William_Wilson said:


> These days most point and shoot models have white balance settings that will counteract colour cast problems.
> 
> Later,
> William


 White privilege is just so prevalent these days


----------



## jsud2002 (Nov 7, 2015)

Just arrived so let the fun begin


----------



## jsud2002 (Nov 7, 2015)




----------



## SBryantgb (Jul 2, 2015)

Damo516 said:


> I always look at some pics on here and think why don't mine look like that.
> 
> How many members use a light tent? Some of the photos on here look quite professional and I was wondering what members use, ie, phone camera and no light tent, proper camera and no/light tent etc?


 I have a decent camera, nothing special just a Fuji Finepix. It usually takes 5 shots for one that I will actually use on the forum. I also have a light tent but cant be bothered to get it out clear a space and use it most of the time.


----------



## William_Wilson (May 21, 2007)

SBryantgb said:


> I have a decent camera, nothing special just a Fuji Finepix. It usually takes 5 shots for one that I will actually use on the forum. I also have a light tent but cant be bothered to get it out clear a space and use it most of the time.

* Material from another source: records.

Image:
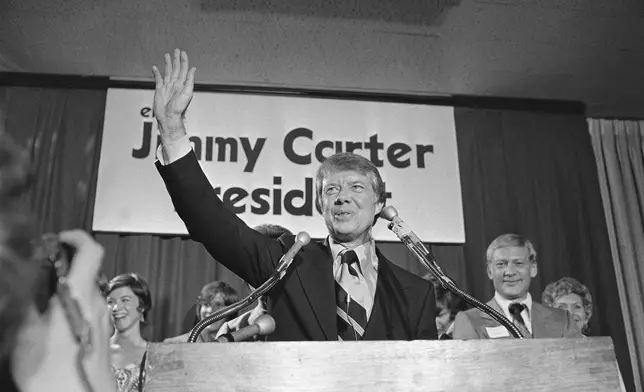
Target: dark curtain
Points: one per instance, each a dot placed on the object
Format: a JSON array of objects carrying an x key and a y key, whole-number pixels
[
  {"x": 62, "y": 130},
  {"x": 523, "y": 172}
]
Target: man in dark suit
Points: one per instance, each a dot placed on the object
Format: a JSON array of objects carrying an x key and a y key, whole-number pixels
[
  {"x": 338, "y": 289},
  {"x": 511, "y": 264}
]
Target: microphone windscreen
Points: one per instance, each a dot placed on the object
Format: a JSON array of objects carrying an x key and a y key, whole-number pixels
[
  {"x": 388, "y": 213},
  {"x": 303, "y": 237},
  {"x": 266, "y": 324}
]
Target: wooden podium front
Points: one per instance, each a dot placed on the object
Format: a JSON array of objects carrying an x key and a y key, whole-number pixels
[{"x": 586, "y": 364}]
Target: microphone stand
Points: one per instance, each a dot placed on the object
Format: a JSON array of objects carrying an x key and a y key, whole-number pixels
[
  {"x": 426, "y": 257},
  {"x": 301, "y": 239}
]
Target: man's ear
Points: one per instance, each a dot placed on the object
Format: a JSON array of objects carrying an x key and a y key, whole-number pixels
[
  {"x": 533, "y": 269},
  {"x": 379, "y": 206}
]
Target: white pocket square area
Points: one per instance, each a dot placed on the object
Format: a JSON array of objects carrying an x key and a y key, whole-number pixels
[{"x": 497, "y": 332}]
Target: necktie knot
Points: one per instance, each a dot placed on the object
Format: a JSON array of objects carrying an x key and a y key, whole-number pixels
[
  {"x": 516, "y": 309},
  {"x": 349, "y": 257}
]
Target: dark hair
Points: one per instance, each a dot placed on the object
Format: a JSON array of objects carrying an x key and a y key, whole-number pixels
[
  {"x": 210, "y": 291},
  {"x": 346, "y": 161},
  {"x": 139, "y": 287},
  {"x": 272, "y": 231}
]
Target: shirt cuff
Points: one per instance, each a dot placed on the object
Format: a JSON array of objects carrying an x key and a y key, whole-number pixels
[{"x": 170, "y": 152}]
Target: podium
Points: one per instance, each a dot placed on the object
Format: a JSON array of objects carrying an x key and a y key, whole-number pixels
[{"x": 586, "y": 364}]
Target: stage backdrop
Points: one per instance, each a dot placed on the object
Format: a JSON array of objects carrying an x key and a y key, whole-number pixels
[
  {"x": 261, "y": 152},
  {"x": 527, "y": 172}
]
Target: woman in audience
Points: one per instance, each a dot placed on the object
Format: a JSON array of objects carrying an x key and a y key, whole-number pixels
[
  {"x": 571, "y": 295},
  {"x": 128, "y": 300}
]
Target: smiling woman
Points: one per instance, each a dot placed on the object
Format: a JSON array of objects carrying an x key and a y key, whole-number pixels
[
  {"x": 573, "y": 296},
  {"x": 128, "y": 299}
]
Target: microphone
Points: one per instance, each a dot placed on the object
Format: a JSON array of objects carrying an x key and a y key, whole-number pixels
[
  {"x": 264, "y": 325},
  {"x": 302, "y": 239},
  {"x": 425, "y": 256}
]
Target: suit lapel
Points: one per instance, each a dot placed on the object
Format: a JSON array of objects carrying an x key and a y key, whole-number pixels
[
  {"x": 316, "y": 278},
  {"x": 380, "y": 319}
]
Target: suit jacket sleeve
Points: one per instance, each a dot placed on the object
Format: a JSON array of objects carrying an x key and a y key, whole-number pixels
[
  {"x": 247, "y": 253},
  {"x": 463, "y": 327}
]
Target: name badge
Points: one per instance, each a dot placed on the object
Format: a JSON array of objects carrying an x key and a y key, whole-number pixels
[{"x": 497, "y": 332}]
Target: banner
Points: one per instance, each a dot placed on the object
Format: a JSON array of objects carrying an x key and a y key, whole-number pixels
[{"x": 261, "y": 153}]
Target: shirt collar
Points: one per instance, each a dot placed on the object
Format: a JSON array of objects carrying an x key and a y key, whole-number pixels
[
  {"x": 504, "y": 303},
  {"x": 366, "y": 253}
]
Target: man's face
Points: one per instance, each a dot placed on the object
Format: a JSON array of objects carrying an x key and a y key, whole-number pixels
[
  {"x": 511, "y": 271},
  {"x": 206, "y": 308},
  {"x": 349, "y": 205}
]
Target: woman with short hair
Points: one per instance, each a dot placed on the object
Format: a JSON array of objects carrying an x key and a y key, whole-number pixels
[{"x": 129, "y": 301}]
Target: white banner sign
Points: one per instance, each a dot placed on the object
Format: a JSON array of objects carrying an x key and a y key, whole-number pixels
[{"x": 261, "y": 153}]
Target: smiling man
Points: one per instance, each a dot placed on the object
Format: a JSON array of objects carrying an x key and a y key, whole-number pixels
[
  {"x": 340, "y": 288},
  {"x": 511, "y": 266}
]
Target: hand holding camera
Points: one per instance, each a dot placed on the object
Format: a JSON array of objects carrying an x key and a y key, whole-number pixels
[{"x": 68, "y": 344}]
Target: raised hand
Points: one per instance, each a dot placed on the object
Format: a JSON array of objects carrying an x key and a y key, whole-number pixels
[{"x": 173, "y": 94}]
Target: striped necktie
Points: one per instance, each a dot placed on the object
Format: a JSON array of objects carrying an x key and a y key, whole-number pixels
[
  {"x": 351, "y": 291},
  {"x": 516, "y": 309}
]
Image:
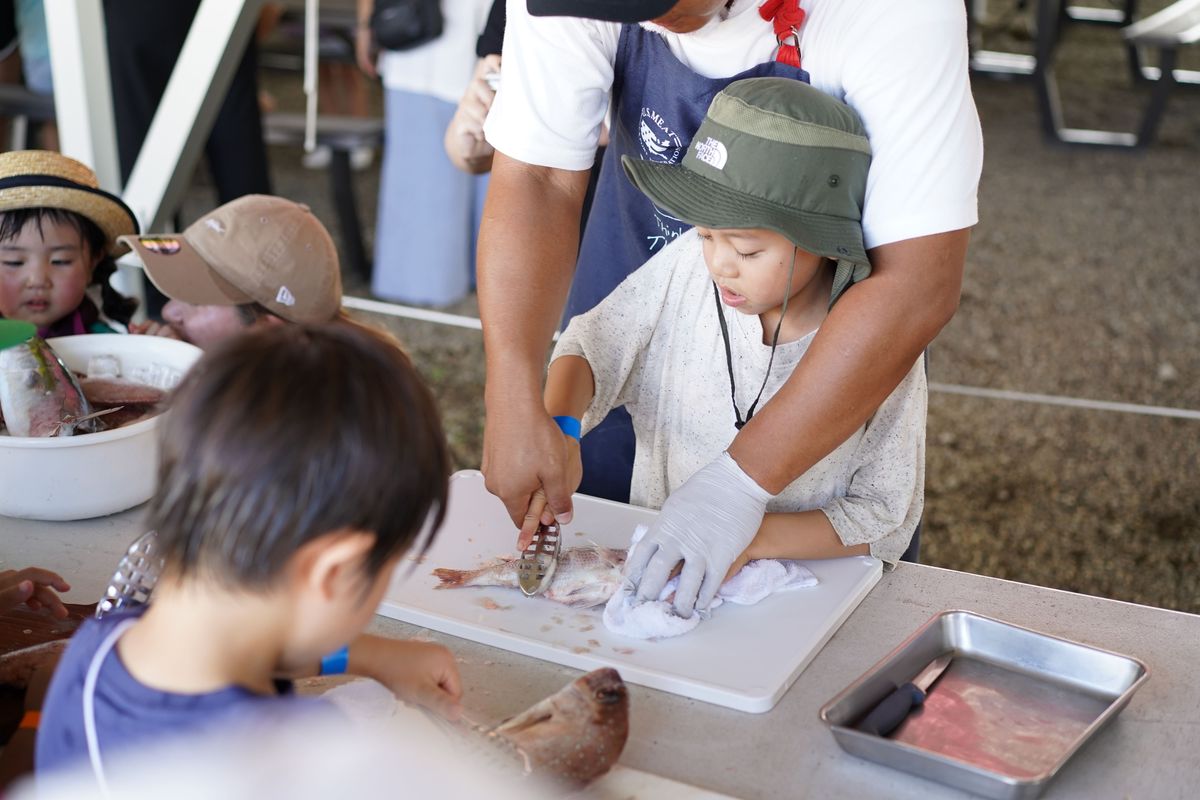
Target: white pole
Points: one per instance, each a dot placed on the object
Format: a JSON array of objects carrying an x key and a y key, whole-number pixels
[
  {"x": 311, "y": 43},
  {"x": 190, "y": 103},
  {"x": 83, "y": 98}
]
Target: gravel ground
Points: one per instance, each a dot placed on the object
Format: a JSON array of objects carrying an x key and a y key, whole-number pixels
[{"x": 1083, "y": 281}]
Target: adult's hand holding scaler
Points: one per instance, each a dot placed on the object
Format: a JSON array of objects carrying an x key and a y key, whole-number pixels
[{"x": 706, "y": 523}]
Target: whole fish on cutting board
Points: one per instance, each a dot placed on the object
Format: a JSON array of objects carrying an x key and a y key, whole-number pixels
[
  {"x": 576, "y": 734},
  {"x": 40, "y": 396},
  {"x": 570, "y": 738},
  {"x": 585, "y": 577}
]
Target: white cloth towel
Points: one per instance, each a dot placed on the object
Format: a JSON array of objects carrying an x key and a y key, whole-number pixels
[{"x": 628, "y": 615}]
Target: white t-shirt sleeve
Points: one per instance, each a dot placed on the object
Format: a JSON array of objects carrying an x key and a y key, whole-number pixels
[
  {"x": 616, "y": 336},
  {"x": 556, "y": 79},
  {"x": 886, "y": 495},
  {"x": 907, "y": 79}
]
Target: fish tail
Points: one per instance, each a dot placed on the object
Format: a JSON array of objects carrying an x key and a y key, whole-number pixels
[{"x": 454, "y": 578}]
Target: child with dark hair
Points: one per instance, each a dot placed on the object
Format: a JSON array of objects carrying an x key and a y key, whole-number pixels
[
  {"x": 298, "y": 465},
  {"x": 58, "y": 238}
]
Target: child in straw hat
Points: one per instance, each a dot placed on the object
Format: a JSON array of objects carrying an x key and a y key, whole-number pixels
[
  {"x": 711, "y": 328},
  {"x": 58, "y": 238}
]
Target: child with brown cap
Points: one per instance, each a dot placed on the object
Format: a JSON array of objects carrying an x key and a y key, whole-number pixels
[{"x": 256, "y": 260}]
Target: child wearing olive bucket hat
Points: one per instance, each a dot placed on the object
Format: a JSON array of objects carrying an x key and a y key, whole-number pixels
[
  {"x": 709, "y": 329},
  {"x": 58, "y": 238}
]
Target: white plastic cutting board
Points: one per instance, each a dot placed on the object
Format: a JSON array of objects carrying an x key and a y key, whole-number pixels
[{"x": 743, "y": 657}]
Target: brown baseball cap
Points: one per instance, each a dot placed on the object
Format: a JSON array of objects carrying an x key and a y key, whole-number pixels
[{"x": 257, "y": 248}]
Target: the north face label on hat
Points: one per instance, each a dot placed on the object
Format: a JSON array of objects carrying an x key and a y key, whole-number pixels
[{"x": 712, "y": 152}]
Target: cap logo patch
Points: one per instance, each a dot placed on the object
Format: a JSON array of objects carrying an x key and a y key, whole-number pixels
[
  {"x": 657, "y": 139},
  {"x": 712, "y": 152},
  {"x": 161, "y": 245}
]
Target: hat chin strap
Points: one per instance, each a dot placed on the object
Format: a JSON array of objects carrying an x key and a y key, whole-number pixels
[{"x": 738, "y": 422}]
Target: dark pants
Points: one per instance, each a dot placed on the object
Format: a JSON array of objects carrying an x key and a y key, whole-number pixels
[{"x": 144, "y": 41}]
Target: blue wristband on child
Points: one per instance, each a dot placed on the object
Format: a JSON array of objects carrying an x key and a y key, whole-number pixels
[
  {"x": 570, "y": 426},
  {"x": 335, "y": 662}
]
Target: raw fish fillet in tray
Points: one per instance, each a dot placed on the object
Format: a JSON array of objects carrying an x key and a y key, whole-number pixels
[{"x": 743, "y": 657}]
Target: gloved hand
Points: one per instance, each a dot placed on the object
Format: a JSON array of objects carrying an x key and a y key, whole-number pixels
[{"x": 706, "y": 523}]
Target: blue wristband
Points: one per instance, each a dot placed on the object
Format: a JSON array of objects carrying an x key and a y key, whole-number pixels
[
  {"x": 570, "y": 426},
  {"x": 335, "y": 662}
]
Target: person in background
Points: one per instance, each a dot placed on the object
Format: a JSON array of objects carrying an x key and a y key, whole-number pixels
[
  {"x": 298, "y": 465},
  {"x": 657, "y": 64},
  {"x": 465, "y": 142},
  {"x": 58, "y": 236},
  {"x": 256, "y": 262},
  {"x": 429, "y": 211},
  {"x": 705, "y": 334},
  {"x": 34, "y": 588}
]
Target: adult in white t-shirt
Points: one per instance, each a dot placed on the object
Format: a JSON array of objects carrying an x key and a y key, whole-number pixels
[{"x": 901, "y": 66}]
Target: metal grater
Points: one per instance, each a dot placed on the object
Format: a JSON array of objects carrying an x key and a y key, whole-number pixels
[
  {"x": 535, "y": 569},
  {"x": 135, "y": 578}
]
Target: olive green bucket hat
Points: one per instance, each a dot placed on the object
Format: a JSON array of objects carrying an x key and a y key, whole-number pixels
[{"x": 775, "y": 154}]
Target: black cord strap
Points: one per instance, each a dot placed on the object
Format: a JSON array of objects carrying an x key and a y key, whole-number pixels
[{"x": 738, "y": 422}]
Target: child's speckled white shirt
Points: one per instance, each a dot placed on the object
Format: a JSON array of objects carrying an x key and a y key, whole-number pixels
[{"x": 655, "y": 347}]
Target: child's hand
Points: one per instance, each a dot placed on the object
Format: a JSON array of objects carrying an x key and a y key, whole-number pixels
[
  {"x": 423, "y": 673},
  {"x": 35, "y": 588},
  {"x": 150, "y": 328}
]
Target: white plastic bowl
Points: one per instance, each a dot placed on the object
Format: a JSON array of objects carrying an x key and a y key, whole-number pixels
[{"x": 95, "y": 474}]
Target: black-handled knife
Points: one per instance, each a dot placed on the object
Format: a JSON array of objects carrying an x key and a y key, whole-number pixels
[{"x": 895, "y": 707}]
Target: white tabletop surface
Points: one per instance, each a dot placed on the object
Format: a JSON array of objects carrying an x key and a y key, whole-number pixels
[{"x": 1150, "y": 750}]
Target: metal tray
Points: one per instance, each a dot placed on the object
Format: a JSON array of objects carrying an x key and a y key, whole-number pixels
[{"x": 1005, "y": 716}]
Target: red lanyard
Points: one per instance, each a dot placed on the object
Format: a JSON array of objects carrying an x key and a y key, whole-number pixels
[{"x": 787, "y": 17}]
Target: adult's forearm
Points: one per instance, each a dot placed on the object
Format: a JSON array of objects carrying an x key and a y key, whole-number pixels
[
  {"x": 861, "y": 353},
  {"x": 527, "y": 248},
  {"x": 801, "y": 535}
]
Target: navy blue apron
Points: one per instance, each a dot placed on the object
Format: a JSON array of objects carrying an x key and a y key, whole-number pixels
[{"x": 658, "y": 107}]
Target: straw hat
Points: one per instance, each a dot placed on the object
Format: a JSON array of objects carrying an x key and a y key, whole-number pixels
[{"x": 33, "y": 179}]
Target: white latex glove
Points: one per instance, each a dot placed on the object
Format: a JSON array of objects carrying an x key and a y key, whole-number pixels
[{"x": 706, "y": 523}]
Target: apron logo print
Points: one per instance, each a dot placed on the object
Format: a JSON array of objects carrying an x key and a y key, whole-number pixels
[
  {"x": 657, "y": 139},
  {"x": 712, "y": 152}
]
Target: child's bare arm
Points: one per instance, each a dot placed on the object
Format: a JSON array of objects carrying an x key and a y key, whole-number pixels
[
  {"x": 796, "y": 535},
  {"x": 569, "y": 386},
  {"x": 423, "y": 673}
]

 Indolence is a problem for me as well. Though my ratio is closer to 20 to 1. :laugh:

Later,
William


----------



## DJH584 (Apr 10, 2013)

@jsud2002

Good looking pictures there. A couple of questions if I may.

What camera and lens are you using and at what settings? Also where did you place the two lamps?

David


----------



## jsud2002 (Nov 7, 2015)

@DJH584

I didnt actually need to use the lamps for these there was enough natural light going through the tent and as for camera and lens I simply used my Iphone 5 with a little camera app called Camera + I set the timer to 5 seconds so that the iphone is steady when the photo is taken . cheers John .


----------



## DJH584 (Apr 10, 2013)

Thanks for the reply John

David


----------



## DJH584 (Apr 10, 2013)

DJH584 said:


> Thanks for the reply John
> 
> David


 @jsud2002 John - my apologies for the curt/short reply that I gave yesterday. I was just about on my way out of the door to go back to work when I saw your reply and my fingers wouldn't leave the keyboard alone :laugh:

One other question if I may. That looks to be one heck of a size light tent. Can you tell me please what size it is?

I have noticed on the bay of evil that these things do come in various sizes and I will be looking for one that will be appropriate for taking photos of my watch collection. I now have in excess of 100 pocket and wrist watches and I have never catalogued them. Methinks it is about time that I did :yes:

Regards

David


----------



## retro72 (Jan 19, 2005)

There are some good Ikea hacks here

http://www.ikeahackers.net/2008/09/snap-away-with-these-diy-light-tents.html


----------



## Cassie-O (Apr 25, 2017)

Damo516 said:


> How many members use a light tent?


 I have only recently started to photograph my watch collection. I only bought a light tent at the beginning of the week, if you look in the below topic, you will see pictures I took before without a light tent and then with a light tent. It really does make a difference. :thumbsup:

http://xflive.thewatchforum.co.uk/index.php?/topic/120321-practice-pictures/&do=embed&embedDo=getNewComment


----------